So, what does this mean for us? The top of this hill (our maximum value) is flat, and there’s only one flat spot on the whole hill. So if we can find a spot where the hill isn’t sloping at all (that’s what we mean by “zero gradient”), we’ve found the very top of the hill! 🏔️

In math terms, we take the derivative of our likelihood function with respect to p_{c,c'} and set it to zero, i.e., \partial {\cal L} / \partial p_{cc'} = 0. Here is what we get:

\begin{aligned} \frac{\partial {\cal L}}{\partial p_{c,c'}} &= 0 \\ \Rightarrow & \sum_{i<j} \left[A_{ij} \frac{1}{p_{c_i,c_j}} \delta(c_i,c)\delta(c_j,c') -(1-A_{ij}) \frac{1}{1-p_{c_i,c_j}}\delta(c_i,c')\delta(c_j,c') \right] = 0 \\ \Rightarrow & \frac{m_{cc'}}{p_{c_i,c_j}} - \frac{\sum_{i < j} \delta(c_i,c)\delta(c_j,c') }{1-p_{c_i,c_j}} = 0 & \text{if } c \neq c' \\ \Rightarrow & p_{c,c'} = \frac{m_{cc'}}{\sum_{i < j} \delta(c_i,c)\delta(c_j,c')} \end{aligned}

Let’s break down these equations:

m_{cc'} is the number of edges between nodes in community c and those in community c'.
The derivative \partial \log p_{cc} / \partial p_{cc} is just 1/p_{cc}.

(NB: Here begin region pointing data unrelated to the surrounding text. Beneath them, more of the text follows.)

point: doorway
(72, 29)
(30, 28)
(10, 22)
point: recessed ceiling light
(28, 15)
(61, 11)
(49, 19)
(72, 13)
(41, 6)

The denominator \sum_{i < j} \delta(c_i,c)\delta(c_j,c') is the total number of pairs of nodes that belong to communities c and c'. It is given by

\sum_{i < j} \delta(c_i,c)\delta(c_j,c') = \begin{cases} n_cn_{c'} & \text{if } c \neq c' \\ \frac{n_c (n_c - 1)}{2} & \text{if } c = c' \end{cases}

Why do we have two different equations for p_{c,c'}? It’s because we are counting each pair of nodes only by once. It is easy to verify when looking at the adjacency matrix:

:tags: [remove-input]
import numpy as np
import matplotlib.pyplot as plt
import igraph

# Generate SBM
n, k = 900, 3

# Create block sizes (equal for simplicity)
block_sizes = [n // k] * k

# Create diverse pref matrix
pref_matrix = [
    [0.3, 0.05, 0.1],
    [0.05, 0.4, 0.02],
    [0.1, 0.02, 0.35]
]

# Generate SBM using igraph
g = igraph.Graph.SBM(n, pref_matrix, block_sizes)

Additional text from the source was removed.